I have been worried by thinking about poetry and finding that all the poems that one thinks of as most poetic in the romantic style are all intricately concerned with primitive moon-worship. This sounds crazy, and I fear for my sanity; but it is so. The old English ballads like Kemp Owyne, the Lykewake Dirge, are all composed with a sort of neurosis—compulsion for arranging things in 3s (although the stanza is a four line one) which is the chief characteristic of the Moon Goddess — Triple Goddess - ritual; and the 17th-century Loving Mad Tom poem, which is generally regarded as the most 'purely poetic' of all anonymous English ' compositions is a perfect compendium of Ashtaroth—Cybele— Hecate worship — not a single element omitted. Of course, Apollo originally pinched Parnassus and Pegasus from the Moon Goddess. And the Muse, whom poets habitually address, was the Moon originally in her Mouse aspect. The history of English poetry has been the modifying of the original moon-poetry, which is stressed, with sun-poetry (intellectual, Apollo poetry) which is measured in regular beats and metres. Let me ramble on for a bit more: I find that Shakespeare, almost habitually, though using a five foot line only uses three interest-centres' or operative words in any line; the rest is syntax or words of no particular accentuation — Chaucer seems to use four as habitually. Chaucer was very much an Apollonian: a very good poet too.

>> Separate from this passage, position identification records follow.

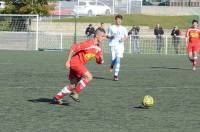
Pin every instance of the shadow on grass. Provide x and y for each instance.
(140, 107)
(171, 68)
(46, 100)
(102, 78)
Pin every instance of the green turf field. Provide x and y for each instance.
(28, 80)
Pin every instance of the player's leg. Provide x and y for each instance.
(68, 88)
(83, 82)
(191, 55)
(113, 58)
(195, 56)
(119, 55)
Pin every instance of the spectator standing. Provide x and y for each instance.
(193, 46)
(89, 32)
(117, 34)
(158, 31)
(175, 38)
(134, 32)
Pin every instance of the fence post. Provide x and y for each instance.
(37, 33)
(130, 45)
(61, 41)
(166, 44)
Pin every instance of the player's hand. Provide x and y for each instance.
(67, 65)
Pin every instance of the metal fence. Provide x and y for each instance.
(96, 7)
(61, 41)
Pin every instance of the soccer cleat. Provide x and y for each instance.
(193, 68)
(116, 78)
(57, 101)
(74, 96)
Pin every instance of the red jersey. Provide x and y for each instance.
(86, 51)
(193, 34)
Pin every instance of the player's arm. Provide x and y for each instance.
(110, 35)
(70, 54)
(99, 58)
(74, 49)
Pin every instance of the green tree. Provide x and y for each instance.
(26, 7)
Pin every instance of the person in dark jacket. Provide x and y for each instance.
(158, 31)
(175, 38)
(134, 32)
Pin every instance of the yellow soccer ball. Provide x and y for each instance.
(148, 101)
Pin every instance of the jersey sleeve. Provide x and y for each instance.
(81, 46)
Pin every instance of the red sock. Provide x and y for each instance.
(195, 62)
(80, 86)
(63, 92)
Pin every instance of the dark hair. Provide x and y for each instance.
(193, 21)
(99, 30)
(118, 16)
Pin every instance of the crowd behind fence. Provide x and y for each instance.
(62, 41)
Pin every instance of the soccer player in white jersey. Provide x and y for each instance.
(117, 34)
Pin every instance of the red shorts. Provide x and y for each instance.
(193, 47)
(77, 71)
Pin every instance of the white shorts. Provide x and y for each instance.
(117, 51)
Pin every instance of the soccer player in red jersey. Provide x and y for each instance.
(193, 46)
(79, 75)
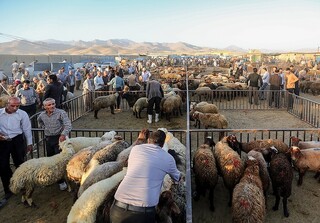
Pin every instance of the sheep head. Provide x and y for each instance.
(295, 153)
(295, 140)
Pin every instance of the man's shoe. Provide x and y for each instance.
(3, 202)
(8, 195)
(63, 186)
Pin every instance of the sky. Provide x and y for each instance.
(249, 24)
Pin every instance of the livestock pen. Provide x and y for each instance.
(303, 109)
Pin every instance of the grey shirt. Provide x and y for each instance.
(147, 166)
(58, 123)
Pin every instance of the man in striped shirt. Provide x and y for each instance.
(57, 126)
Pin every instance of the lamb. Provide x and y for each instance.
(104, 102)
(107, 154)
(203, 107)
(216, 121)
(171, 104)
(248, 202)
(124, 155)
(256, 144)
(166, 208)
(204, 91)
(263, 169)
(43, 171)
(86, 207)
(101, 172)
(140, 104)
(281, 175)
(205, 171)
(229, 164)
(304, 144)
(307, 159)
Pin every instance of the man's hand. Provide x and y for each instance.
(62, 138)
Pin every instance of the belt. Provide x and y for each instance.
(133, 208)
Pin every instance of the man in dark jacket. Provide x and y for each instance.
(54, 90)
(255, 81)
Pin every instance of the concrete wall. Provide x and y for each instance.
(7, 60)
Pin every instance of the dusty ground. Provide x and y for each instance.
(54, 205)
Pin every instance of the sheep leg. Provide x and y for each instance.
(211, 196)
(301, 174)
(96, 114)
(276, 206)
(285, 207)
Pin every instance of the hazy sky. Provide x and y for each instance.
(267, 24)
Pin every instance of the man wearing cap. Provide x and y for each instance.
(15, 140)
(29, 98)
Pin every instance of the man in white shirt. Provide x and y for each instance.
(15, 128)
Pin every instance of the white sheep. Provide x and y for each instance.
(104, 102)
(101, 172)
(140, 104)
(85, 208)
(43, 171)
(304, 160)
(107, 154)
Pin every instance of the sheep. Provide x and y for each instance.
(304, 144)
(79, 143)
(281, 175)
(77, 164)
(166, 208)
(43, 171)
(204, 91)
(216, 121)
(205, 171)
(256, 144)
(263, 169)
(109, 153)
(203, 107)
(101, 172)
(124, 155)
(171, 104)
(140, 104)
(229, 164)
(303, 160)
(248, 202)
(104, 102)
(85, 208)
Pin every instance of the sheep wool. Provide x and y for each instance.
(101, 172)
(248, 202)
(85, 208)
(43, 171)
(107, 154)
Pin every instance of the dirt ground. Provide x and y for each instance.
(54, 205)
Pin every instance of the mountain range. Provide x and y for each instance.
(113, 47)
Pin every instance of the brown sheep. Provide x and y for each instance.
(303, 160)
(248, 201)
(229, 164)
(205, 171)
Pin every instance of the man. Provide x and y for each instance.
(255, 81)
(29, 98)
(265, 83)
(138, 193)
(15, 139)
(154, 94)
(54, 90)
(291, 79)
(57, 126)
(275, 86)
(117, 84)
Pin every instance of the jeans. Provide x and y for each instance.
(120, 215)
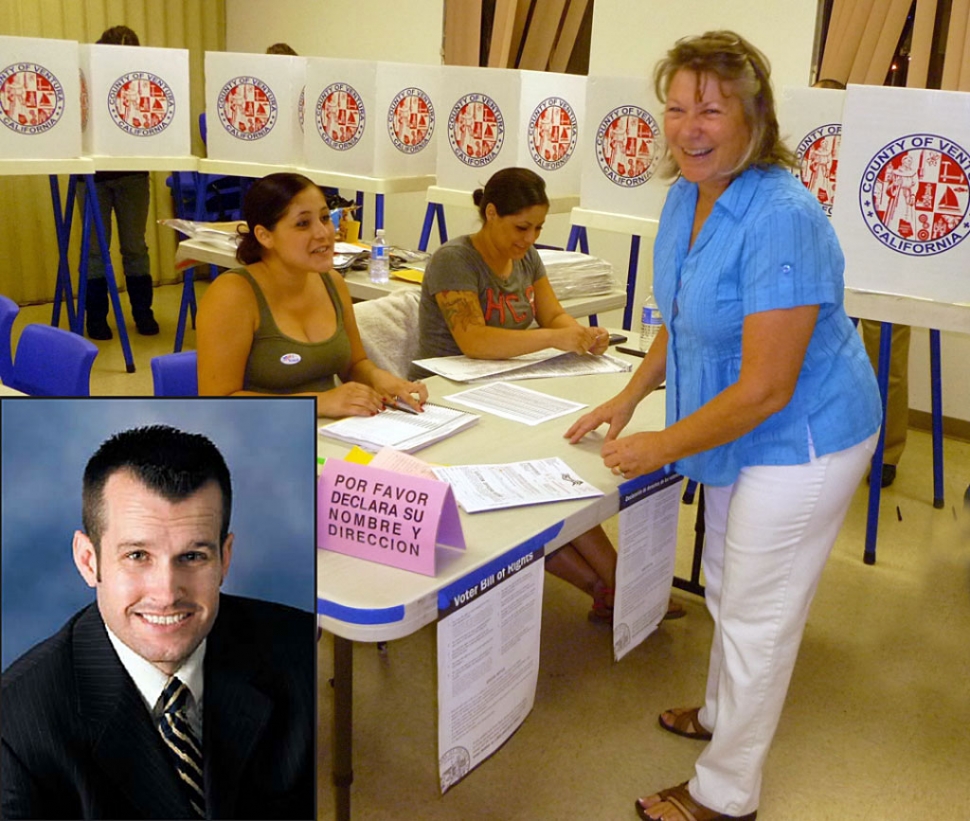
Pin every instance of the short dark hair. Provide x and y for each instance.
(730, 58)
(265, 204)
(172, 463)
(119, 36)
(511, 190)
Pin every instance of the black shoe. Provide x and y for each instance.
(96, 308)
(888, 476)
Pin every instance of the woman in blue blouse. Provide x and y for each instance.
(771, 402)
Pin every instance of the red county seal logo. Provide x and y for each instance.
(476, 129)
(553, 130)
(340, 116)
(818, 154)
(141, 104)
(247, 108)
(31, 98)
(410, 121)
(914, 194)
(628, 146)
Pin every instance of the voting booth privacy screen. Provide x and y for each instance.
(40, 99)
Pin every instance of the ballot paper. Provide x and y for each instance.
(400, 430)
(515, 402)
(544, 363)
(515, 484)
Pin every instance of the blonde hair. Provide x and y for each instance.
(730, 58)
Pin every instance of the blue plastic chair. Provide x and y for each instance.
(175, 374)
(8, 313)
(50, 361)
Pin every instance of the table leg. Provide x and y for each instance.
(91, 206)
(631, 281)
(62, 225)
(936, 392)
(875, 469)
(343, 702)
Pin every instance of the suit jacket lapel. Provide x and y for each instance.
(235, 713)
(126, 745)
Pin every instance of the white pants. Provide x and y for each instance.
(768, 536)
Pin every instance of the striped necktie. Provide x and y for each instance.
(181, 741)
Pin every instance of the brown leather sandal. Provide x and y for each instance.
(680, 799)
(687, 725)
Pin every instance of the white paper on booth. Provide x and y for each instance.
(488, 664)
(645, 559)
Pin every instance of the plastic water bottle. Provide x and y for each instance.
(650, 322)
(379, 266)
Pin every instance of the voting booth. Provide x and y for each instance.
(371, 119)
(622, 148)
(137, 101)
(40, 99)
(810, 121)
(498, 118)
(252, 104)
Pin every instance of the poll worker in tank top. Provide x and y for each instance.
(284, 323)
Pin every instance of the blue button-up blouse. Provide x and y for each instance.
(766, 245)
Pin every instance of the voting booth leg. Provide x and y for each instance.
(693, 584)
(91, 205)
(343, 704)
(936, 392)
(62, 224)
(875, 469)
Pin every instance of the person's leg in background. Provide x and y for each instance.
(96, 299)
(131, 199)
(897, 401)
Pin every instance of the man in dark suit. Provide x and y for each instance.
(165, 698)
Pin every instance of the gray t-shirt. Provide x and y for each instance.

This may lead me anywhere and I am so anxious not to get dogmatic or psychological. But I find myself making the Bards into Moon-men and the minstrels into Sun-men.
Help!
Love
Robert
I have just heard from Cape that TROYS has sold 2000 out of 2800 copies, and wants to know by how much it should be cut down to form a concise edition, there being no paper for more copies of the full edition.